Regarde les lieux de divertissement : la femme se fait séduire en groupe, l’homme séduit seul. Et à l’échelle symbolique, c’est à dire quand on passe du monde à sa représentation, ce schisme subsiste. La femme défendra tribalement ses « sœurs » contre toute menace perçue comme clivante, utilisera becs et ongles (insultes, mensonges) contre « l’agresseur symbolique », fût-il honnête et intéressé uniquement par le triomphe de la vérité.

Et, de l’autre côté de la barrière des sexes, l’homme, lui, ne bénéficie d’aucune protection tribale, d’aucune communauté de défense, car nul homme n’est prêt à perdre ne serait-ce qu’une seule opportunité de conquête féminine pour défendre l’honneur d’un des siens. C’est ce que j’appelle l’absence de solidarité masculine, maintes fois vérifiée quand je me faisais taper dessus par des journalistes féministes acariâtres (pléonasme), et où aucun des hommes qui ne m’avaient soutenu en privé n’osait le faire en public.
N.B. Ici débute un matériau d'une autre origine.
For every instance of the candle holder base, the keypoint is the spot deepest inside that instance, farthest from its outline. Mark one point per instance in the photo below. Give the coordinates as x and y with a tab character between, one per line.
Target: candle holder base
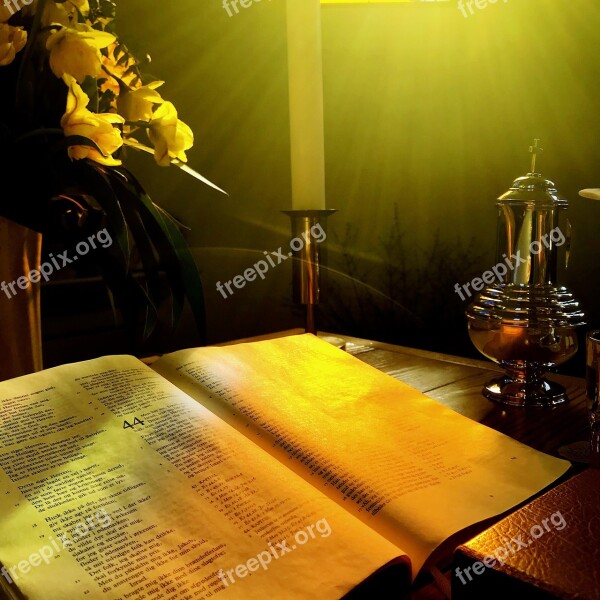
309	257
525	391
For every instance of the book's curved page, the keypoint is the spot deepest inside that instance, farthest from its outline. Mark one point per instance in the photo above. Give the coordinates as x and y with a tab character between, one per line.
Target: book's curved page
115	484
409	467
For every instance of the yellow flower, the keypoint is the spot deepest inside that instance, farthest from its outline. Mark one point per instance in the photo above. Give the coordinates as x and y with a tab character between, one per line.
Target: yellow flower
78	120
169	136
138	105
12	40
77	51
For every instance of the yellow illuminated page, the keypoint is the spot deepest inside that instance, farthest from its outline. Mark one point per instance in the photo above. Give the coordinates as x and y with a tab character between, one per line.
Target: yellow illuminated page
115	484
412	469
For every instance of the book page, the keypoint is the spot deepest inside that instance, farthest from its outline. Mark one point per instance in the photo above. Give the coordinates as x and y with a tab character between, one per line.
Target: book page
411	468
115	484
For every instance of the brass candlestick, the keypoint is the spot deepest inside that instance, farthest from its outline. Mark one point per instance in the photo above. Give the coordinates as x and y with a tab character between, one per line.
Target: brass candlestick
308	258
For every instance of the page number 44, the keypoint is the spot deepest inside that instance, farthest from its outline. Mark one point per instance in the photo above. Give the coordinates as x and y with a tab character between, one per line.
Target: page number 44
128	425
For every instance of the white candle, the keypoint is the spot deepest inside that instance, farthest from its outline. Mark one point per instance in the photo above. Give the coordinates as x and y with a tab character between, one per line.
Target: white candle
305	74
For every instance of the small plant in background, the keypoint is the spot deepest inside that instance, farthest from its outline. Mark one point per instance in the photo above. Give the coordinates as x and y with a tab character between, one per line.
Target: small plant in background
404	295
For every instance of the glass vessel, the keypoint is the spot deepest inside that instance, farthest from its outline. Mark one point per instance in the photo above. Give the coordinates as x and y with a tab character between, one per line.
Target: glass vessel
524	320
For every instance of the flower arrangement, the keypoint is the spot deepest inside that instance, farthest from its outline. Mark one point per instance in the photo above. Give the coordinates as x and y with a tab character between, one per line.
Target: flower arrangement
74	98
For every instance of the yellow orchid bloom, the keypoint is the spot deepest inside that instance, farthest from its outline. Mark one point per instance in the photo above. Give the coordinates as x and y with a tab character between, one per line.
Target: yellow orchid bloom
98	127
138	105
76	51
169	136
12	40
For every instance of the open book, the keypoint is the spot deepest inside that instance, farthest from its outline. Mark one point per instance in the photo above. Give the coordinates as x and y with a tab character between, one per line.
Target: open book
282	469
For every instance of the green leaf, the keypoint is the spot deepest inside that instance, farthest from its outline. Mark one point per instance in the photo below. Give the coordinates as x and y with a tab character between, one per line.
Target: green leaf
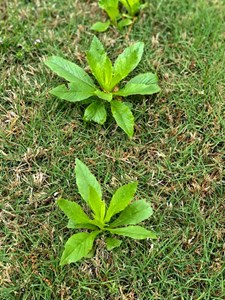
103	95
77	247
121	199
123	116
74	93
95	112
99	63
73	211
111	7
127	62
69	71
133	214
132	6
142	84
100	26
96	204
124	23
85	179
134	232
82	225
112	243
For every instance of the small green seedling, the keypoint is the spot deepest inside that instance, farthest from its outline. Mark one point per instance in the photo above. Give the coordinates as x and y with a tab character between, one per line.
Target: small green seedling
81	86
119	218
118	18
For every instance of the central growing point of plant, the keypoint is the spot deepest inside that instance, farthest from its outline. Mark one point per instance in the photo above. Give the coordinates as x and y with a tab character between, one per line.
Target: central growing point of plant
82	87
107	221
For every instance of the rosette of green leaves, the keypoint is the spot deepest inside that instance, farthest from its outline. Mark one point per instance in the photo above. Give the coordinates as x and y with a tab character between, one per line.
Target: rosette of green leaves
108	90
119	218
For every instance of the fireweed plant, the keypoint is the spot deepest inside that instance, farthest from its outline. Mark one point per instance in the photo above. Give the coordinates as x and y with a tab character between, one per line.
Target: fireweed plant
82	88
119	218
120	12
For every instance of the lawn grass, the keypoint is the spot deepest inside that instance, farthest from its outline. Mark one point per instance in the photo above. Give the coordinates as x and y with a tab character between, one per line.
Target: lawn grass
177	153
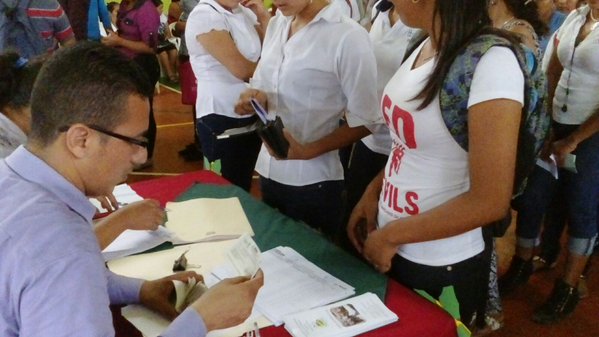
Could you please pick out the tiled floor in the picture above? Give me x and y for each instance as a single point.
(175, 130)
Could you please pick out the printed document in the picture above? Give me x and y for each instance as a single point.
(192, 221)
(342, 319)
(291, 284)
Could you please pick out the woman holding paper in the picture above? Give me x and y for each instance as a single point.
(224, 42)
(420, 218)
(317, 66)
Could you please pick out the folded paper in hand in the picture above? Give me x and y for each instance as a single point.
(186, 293)
(244, 256)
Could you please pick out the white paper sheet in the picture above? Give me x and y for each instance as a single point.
(292, 284)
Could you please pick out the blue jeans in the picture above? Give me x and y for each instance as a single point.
(532, 204)
(577, 194)
(318, 205)
(237, 154)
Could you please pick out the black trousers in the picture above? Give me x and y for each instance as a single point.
(149, 63)
(469, 279)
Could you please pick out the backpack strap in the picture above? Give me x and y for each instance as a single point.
(455, 91)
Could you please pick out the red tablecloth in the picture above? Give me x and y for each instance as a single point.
(417, 316)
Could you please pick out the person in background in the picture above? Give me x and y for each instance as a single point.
(166, 50)
(390, 39)
(17, 76)
(86, 16)
(310, 97)
(420, 219)
(137, 38)
(113, 9)
(51, 29)
(573, 74)
(552, 17)
(224, 39)
(567, 6)
(192, 152)
(522, 19)
(53, 274)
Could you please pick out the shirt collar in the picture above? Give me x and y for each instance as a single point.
(333, 12)
(220, 8)
(35, 170)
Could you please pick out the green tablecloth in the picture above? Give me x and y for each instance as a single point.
(273, 229)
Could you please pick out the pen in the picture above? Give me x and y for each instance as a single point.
(256, 330)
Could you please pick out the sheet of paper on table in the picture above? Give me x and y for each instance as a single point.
(292, 284)
(346, 318)
(159, 264)
(192, 221)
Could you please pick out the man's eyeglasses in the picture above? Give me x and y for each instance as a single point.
(138, 142)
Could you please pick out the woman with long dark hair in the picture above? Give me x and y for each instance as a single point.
(137, 24)
(420, 219)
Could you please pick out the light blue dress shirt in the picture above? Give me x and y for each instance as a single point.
(52, 277)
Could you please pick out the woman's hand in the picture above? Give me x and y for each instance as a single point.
(257, 6)
(362, 221)
(562, 148)
(112, 40)
(378, 250)
(243, 105)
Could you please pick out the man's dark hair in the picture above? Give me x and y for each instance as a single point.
(88, 83)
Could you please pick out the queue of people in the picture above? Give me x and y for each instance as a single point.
(433, 97)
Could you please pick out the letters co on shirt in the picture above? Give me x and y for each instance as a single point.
(401, 124)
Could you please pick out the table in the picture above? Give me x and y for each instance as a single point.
(417, 316)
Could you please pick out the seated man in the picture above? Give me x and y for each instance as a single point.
(52, 274)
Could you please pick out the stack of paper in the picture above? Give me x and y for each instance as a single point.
(192, 221)
(292, 284)
(343, 319)
(123, 194)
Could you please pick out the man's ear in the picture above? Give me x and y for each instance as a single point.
(78, 140)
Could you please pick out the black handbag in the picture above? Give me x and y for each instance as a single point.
(271, 131)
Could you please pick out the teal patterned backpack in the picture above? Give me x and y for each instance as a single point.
(535, 121)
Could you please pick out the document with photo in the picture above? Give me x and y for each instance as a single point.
(346, 318)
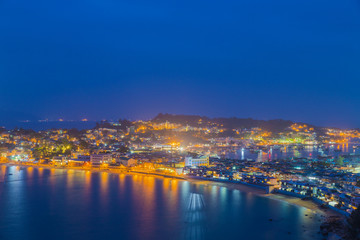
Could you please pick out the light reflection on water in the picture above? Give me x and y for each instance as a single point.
(287, 152)
(60, 204)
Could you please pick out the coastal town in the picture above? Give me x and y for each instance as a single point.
(296, 159)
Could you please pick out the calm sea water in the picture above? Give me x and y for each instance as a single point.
(68, 204)
(307, 152)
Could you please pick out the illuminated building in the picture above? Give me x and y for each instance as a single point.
(196, 162)
(98, 159)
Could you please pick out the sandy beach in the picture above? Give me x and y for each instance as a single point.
(313, 207)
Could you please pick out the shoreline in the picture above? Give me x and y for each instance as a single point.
(308, 204)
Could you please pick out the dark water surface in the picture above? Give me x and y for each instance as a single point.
(68, 204)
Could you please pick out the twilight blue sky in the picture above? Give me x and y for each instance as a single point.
(297, 60)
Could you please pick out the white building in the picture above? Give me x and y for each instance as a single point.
(98, 159)
(196, 162)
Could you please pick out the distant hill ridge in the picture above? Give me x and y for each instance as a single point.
(276, 125)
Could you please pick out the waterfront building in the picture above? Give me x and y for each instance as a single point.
(127, 162)
(197, 162)
(98, 159)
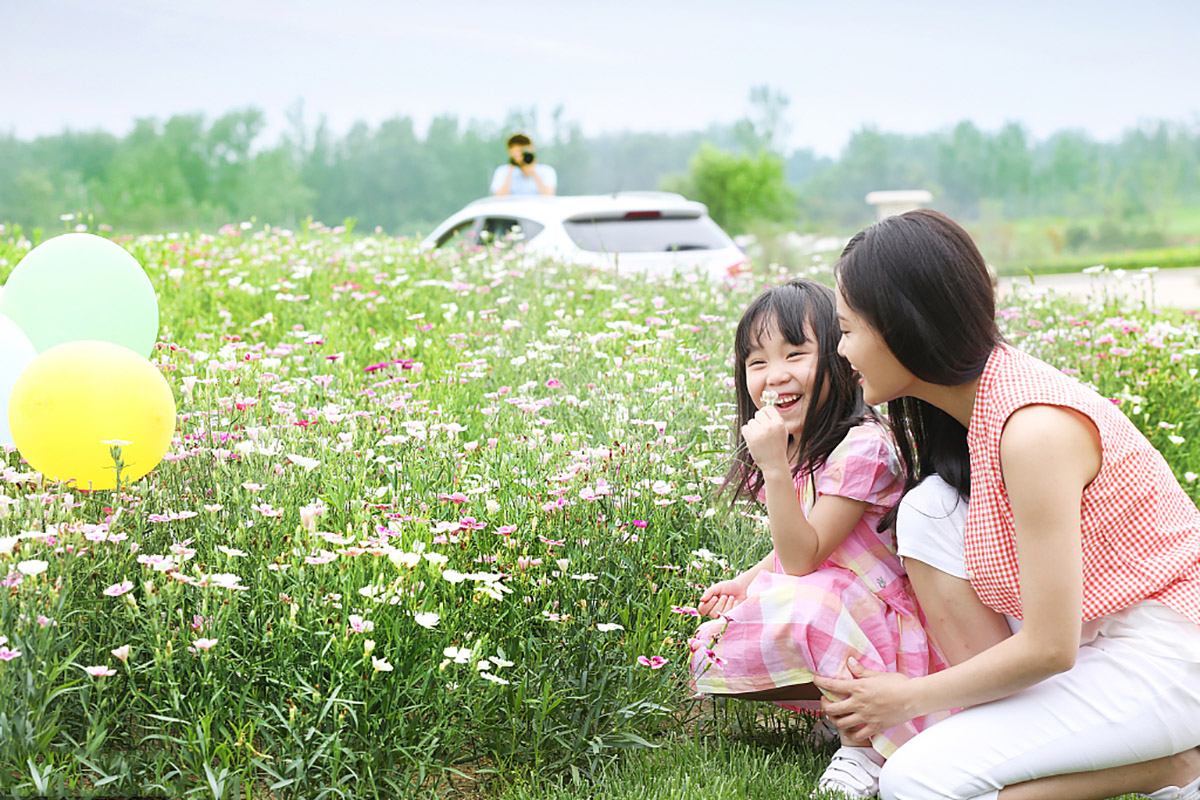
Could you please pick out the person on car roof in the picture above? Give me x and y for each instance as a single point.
(522, 174)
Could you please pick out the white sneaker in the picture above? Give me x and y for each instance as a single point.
(1189, 792)
(851, 774)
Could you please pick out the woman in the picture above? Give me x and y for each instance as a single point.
(1077, 528)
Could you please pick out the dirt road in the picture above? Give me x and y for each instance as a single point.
(1164, 288)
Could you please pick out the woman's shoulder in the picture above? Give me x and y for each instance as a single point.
(933, 498)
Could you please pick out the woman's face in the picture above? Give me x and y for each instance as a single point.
(880, 372)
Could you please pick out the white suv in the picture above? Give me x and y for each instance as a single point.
(657, 233)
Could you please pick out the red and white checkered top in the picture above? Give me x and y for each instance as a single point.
(1141, 531)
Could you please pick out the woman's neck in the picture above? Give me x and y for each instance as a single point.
(957, 401)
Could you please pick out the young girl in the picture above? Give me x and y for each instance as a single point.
(833, 587)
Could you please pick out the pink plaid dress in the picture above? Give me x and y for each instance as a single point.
(857, 603)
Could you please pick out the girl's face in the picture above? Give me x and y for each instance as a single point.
(775, 365)
(880, 372)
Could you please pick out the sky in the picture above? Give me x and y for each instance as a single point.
(909, 66)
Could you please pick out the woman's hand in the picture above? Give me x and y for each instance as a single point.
(723, 596)
(766, 437)
(871, 702)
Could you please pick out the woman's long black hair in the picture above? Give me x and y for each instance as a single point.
(921, 282)
(799, 308)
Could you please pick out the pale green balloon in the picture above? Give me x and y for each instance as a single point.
(82, 287)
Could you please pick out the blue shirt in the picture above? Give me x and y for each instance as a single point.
(522, 185)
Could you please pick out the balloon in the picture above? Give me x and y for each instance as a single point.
(82, 287)
(75, 401)
(16, 352)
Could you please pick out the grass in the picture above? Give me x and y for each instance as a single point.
(432, 509)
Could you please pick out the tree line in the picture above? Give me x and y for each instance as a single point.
(190, 172)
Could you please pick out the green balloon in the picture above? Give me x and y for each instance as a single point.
(82, 287)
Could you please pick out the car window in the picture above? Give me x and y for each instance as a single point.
(497, 228)
(648, 234)
(462, 234)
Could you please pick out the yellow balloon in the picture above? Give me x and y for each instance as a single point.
(76, 401)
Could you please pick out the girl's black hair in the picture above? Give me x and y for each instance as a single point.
(921, 282)
(791, 307)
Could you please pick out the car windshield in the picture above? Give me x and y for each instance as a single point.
(646, 234)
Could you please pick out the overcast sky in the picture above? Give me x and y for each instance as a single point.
(906, 66)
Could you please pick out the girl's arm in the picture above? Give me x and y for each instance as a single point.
(1049, 455)
(724, 595)
(804, 543)
(801, 543)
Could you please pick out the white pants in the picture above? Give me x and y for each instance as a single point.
(1125, 702)
(1116, 707)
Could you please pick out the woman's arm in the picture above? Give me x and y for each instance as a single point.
(1049, 455)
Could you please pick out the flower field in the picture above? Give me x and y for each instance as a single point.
(423, 516)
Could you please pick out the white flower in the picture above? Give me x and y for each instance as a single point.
(459, 655)
(405, 559)
(309, 464)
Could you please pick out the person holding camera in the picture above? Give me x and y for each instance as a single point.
(522, 174)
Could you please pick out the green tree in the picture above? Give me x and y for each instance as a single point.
(738, 190)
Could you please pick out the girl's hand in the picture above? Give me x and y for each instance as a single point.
(871, 702)
(766, 437)
(723, 596)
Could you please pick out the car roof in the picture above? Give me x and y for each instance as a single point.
(564, 206)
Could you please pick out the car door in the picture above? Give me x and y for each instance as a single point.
(498, 228)
(465, 234)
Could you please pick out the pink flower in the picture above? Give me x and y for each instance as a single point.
(653, 662)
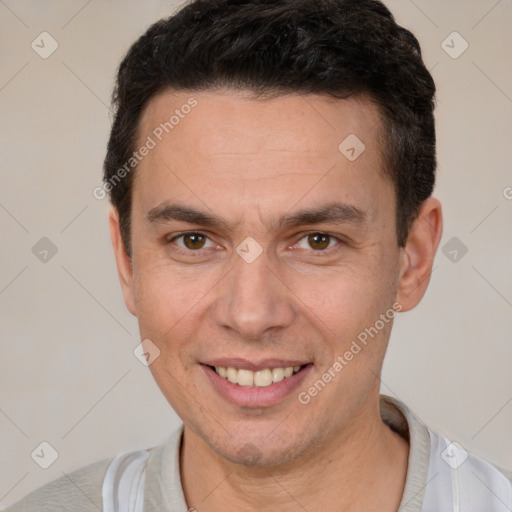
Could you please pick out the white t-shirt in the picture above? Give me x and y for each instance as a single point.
(441, 477)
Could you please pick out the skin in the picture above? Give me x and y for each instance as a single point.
(250, 162)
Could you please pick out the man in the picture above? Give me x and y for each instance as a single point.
(271, 166)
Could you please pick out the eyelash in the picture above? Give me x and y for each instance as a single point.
(189, 252)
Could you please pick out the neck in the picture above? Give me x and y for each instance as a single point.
(363, 467)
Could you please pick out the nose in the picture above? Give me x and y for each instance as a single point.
(253, 300)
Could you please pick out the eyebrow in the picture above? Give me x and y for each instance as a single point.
(336, 213)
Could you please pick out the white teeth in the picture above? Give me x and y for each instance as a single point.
(261, 378)
(245, 377)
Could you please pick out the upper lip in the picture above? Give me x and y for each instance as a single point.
(254, 364)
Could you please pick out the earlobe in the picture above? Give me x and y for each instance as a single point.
(417, 256)
(123, 262)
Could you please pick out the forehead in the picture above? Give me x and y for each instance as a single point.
(259, 153)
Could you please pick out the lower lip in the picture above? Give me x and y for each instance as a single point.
(254, 396)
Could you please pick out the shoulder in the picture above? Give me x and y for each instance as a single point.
(472, 482)
(79, 491)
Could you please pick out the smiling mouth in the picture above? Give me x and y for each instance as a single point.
(261, 378)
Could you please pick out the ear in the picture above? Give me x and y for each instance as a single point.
(123, 261)
(417, 256)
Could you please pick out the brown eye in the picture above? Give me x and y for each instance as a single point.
(319, 241)
(194, 240)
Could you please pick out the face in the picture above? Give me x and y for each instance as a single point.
(258, 245)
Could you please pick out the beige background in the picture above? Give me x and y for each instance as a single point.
(68, 375)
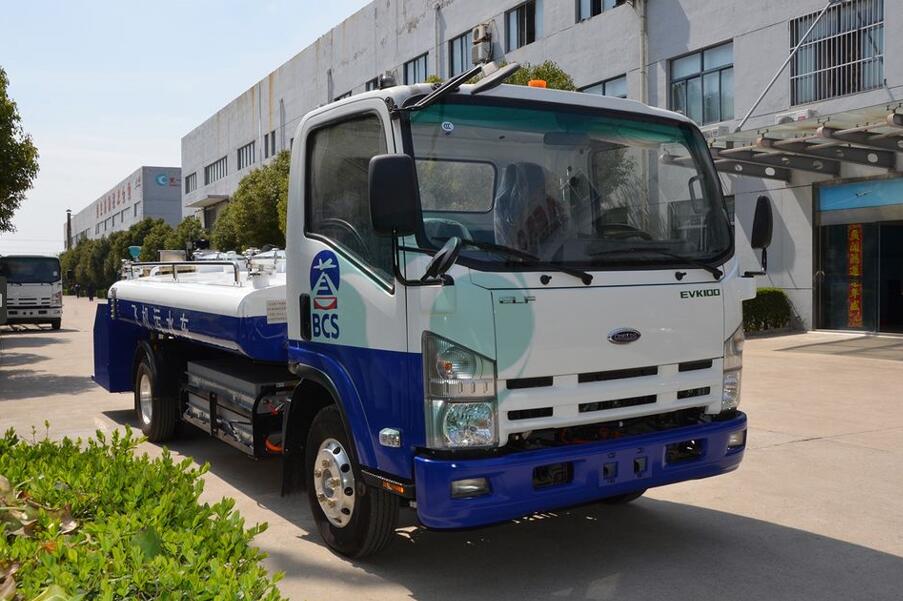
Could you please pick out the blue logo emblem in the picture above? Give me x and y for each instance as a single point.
(324, 286)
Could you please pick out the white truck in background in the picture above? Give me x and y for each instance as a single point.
(495, 300)
(34, 289)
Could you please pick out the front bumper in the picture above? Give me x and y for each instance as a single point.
(33, 314)
(512, 492)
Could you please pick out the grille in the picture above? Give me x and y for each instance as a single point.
(617, 374)
(617, 403)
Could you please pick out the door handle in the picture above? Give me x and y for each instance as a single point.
(304, 300)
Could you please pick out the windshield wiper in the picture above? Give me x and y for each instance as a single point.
(716, 273)
(583, 276)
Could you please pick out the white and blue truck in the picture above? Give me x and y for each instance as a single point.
(494, 300)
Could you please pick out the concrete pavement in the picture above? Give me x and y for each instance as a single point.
(814, 512)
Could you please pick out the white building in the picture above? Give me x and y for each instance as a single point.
(839, 204)
(146, 192)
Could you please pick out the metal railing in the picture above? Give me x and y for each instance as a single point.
(176, 264)
(842, 54)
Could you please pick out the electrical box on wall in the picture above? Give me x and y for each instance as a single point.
(481, 53)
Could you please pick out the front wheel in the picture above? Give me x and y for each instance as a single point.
(157, 410)
(354, 519)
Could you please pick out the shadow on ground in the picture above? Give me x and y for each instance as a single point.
(22, 383)
(648, 550)
(874, 347)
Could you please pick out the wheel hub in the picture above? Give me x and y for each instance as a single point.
(145, 396)
(334, 482)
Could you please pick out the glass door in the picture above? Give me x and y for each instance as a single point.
(846, 277)
(890, 305)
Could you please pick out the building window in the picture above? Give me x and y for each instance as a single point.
(269, 144)
(702, 84)
(415, 70)
(337, 189)
(591, 8)
(616, 86)
(459, 53)
(215, 170)
(246, 155)
(844, 54)
(520, 26)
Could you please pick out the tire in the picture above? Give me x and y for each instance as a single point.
(357, 524)
(156, 407)
(625, 498)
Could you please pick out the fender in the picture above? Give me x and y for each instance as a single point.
(330, 374)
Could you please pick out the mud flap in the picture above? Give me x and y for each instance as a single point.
(115, 342)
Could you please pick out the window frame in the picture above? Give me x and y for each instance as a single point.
(426, 68)
(495, 181)
(463, 38)
(701, 75)
(509, 47)
(602, 9)
(387, 284)
(249, 151)
(604, 83)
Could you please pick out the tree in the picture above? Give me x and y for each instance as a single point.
(189, 230)
(225, 233)
(18, 158)
(255, 206)
(555, 77)
(154, 241)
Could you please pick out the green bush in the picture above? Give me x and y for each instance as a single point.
(768, 311)
(94, 520)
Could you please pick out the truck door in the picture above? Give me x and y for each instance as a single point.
(351, 311)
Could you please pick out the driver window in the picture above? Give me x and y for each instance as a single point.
(337, 189)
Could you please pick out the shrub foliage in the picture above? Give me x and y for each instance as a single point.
(770, 310)
(94, 520)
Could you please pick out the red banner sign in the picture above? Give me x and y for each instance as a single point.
(854, 273)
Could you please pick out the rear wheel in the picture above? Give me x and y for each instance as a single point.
(155, 407)
(625, 498)
(354, 519)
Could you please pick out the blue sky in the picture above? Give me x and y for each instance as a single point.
(106, 86)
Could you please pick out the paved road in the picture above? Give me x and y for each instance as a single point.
(814, 512)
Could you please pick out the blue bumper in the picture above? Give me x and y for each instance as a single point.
(598, 470)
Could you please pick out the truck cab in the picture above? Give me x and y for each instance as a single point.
(495, 300)
(34, 289)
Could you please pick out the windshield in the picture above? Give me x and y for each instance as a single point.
(569, 186)
(30, 270)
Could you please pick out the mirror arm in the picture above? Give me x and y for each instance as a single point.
(442, 280)
(764, 271)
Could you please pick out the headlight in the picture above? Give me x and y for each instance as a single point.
(460, 394)
(733, 368)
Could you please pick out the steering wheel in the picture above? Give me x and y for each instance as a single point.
(344, 227)
(622, 231)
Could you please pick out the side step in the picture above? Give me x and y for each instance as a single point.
(238, 401)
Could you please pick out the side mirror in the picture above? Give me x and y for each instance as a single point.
(443, 259)
(763, 224)
(394, 197)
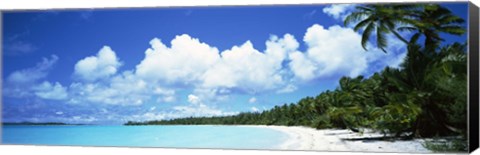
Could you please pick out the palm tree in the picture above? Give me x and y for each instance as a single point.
(380, 18)
(430, 21)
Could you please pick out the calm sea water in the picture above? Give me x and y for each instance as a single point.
(178, 136)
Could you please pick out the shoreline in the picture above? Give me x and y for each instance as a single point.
(306, 139)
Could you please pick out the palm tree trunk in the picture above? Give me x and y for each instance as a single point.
(400, 37)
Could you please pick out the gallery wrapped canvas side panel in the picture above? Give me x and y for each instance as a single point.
(474, 78)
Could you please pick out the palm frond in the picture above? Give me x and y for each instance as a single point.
(362, 23)
(456, 30)
(353, 17)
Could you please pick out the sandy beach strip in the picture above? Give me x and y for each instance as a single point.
(304, 138)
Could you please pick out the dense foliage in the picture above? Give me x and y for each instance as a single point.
(425, 97)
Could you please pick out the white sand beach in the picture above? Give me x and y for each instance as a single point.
(303, 138)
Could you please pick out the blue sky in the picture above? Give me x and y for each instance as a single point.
(108, 66)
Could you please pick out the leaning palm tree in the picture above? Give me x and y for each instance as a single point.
(380, 18)
(430, 21)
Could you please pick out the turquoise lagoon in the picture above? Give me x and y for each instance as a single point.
(171, 136)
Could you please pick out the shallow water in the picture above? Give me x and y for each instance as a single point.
(172, 136)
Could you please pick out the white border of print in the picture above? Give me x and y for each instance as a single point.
(73, 150)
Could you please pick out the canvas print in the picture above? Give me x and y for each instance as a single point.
(373, 77)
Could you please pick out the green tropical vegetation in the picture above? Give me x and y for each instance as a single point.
(425, 97)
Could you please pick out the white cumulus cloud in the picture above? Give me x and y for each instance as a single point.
(103, 65)
(338, 11)
(184, 62)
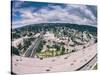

Avoir un métier public, c’est prendre acte du rapport de force des communautés entre elles, et le respecter. Et prétendre qu’elles n’existent pas, bien entendu.

Un mot de la fin ?

La vérité sociologiquement incorrecte, c’est que ce sont les hommes qui sont responsables de la difficulté à séduire les femmes aujourd’hui. Car dès lors qu’une jeune fille découvre la facilité avec laquelle elle peut avoir une aventure avec n’importe quel garçon sur lequel elle a jeté son dévolu, elle n’a plus aucune raison de ne pas se croire cette princesse, qu’elle veut incarner depuis toute petite, sans savoir en quoi ça consiste exactement.